The development of Punix is still hobbling along. It still needs a few things implemented before it can boot up completely; the three major components it needs are a memory allocator, a file system, and a Flash ROM block device driver. It already has most of the upper and middle layers of the file system written, but it lacks the low-level code to read and write an actual file system on a block device.

In the last month I've been adding a lot of support code for the file system, mostly taking code from UNIX V6 and V7 and re-writing it for Punix. I've been adding this and other low-level driver code (including a new and improved virtual terminal driver!) without testing each time. In fact, until last night it wouldn't completely link because it had some unresolved symbols.

A few nights ago I resolved the symbols (either by implementing the missing functions or by commenting out each reference to them) and linked it all together. Then I ran it in TiEmu to test it. I could step through it instruction-by-instruction, but at one point it tries to write to an illegal address and goes to the "address error" exception. At this point I discovered that the vector table containing the "address error" and other vectors is partially corrupted! See http://p094.ezboard.com/ftichessteamhqfrm5.showMessage?topicID=3486.topic, starting at the third post. I tried moving symbols around, even inserting literal values in the vector table, but those incorrect values (which Lionel Debroux suggests may be a certificate field) still appear there in the TIB file, even before it's loaded onto the calculator.

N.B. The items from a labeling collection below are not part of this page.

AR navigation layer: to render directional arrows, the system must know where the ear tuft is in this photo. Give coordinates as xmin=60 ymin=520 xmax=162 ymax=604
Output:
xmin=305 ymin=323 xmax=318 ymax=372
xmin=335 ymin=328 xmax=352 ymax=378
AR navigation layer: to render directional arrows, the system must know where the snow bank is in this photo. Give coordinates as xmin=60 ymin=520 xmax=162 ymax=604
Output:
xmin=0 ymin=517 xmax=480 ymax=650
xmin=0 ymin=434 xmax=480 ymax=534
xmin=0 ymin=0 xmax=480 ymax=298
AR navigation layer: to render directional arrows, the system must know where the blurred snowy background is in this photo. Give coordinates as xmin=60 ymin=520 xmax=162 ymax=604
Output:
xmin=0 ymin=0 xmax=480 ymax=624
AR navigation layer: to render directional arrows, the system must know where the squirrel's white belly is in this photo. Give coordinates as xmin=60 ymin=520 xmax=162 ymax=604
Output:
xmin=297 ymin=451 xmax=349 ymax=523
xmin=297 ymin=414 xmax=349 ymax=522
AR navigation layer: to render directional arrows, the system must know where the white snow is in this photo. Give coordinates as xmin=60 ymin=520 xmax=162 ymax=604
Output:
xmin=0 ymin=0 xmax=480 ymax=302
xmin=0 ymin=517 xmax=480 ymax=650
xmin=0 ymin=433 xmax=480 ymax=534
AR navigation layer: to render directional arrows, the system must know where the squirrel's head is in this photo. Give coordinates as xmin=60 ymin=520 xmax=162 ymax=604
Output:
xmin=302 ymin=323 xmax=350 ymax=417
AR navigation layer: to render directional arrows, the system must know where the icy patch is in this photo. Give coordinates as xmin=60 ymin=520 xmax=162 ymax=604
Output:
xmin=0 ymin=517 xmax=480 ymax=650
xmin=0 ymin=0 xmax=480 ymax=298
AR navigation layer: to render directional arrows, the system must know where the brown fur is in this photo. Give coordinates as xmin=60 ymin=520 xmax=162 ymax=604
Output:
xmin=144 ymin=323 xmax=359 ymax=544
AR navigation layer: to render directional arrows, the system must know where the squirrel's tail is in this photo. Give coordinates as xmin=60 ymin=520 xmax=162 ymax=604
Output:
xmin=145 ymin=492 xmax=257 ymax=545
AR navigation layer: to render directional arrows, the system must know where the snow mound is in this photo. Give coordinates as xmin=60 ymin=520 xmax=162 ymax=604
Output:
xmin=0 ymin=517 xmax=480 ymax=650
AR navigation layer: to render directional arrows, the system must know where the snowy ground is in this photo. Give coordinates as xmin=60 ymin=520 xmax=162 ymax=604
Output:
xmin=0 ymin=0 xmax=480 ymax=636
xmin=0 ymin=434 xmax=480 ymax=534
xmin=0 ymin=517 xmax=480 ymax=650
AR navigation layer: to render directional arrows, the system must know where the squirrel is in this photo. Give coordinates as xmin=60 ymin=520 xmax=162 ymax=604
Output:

Today I reduced the test program to one file. I found that if the vectors table contains a symbol reference (even to a symbol in the same file), the certificate field appears. However, if the values are all hard-coded, the certificate field does not appear. This probably means it's a bug, or at least an undocumented feature, in the TIGCC linker.

Last, I'd like to mention that someone has volunteered to help work on some of the missing components, so hopefully this means development will pick up pace.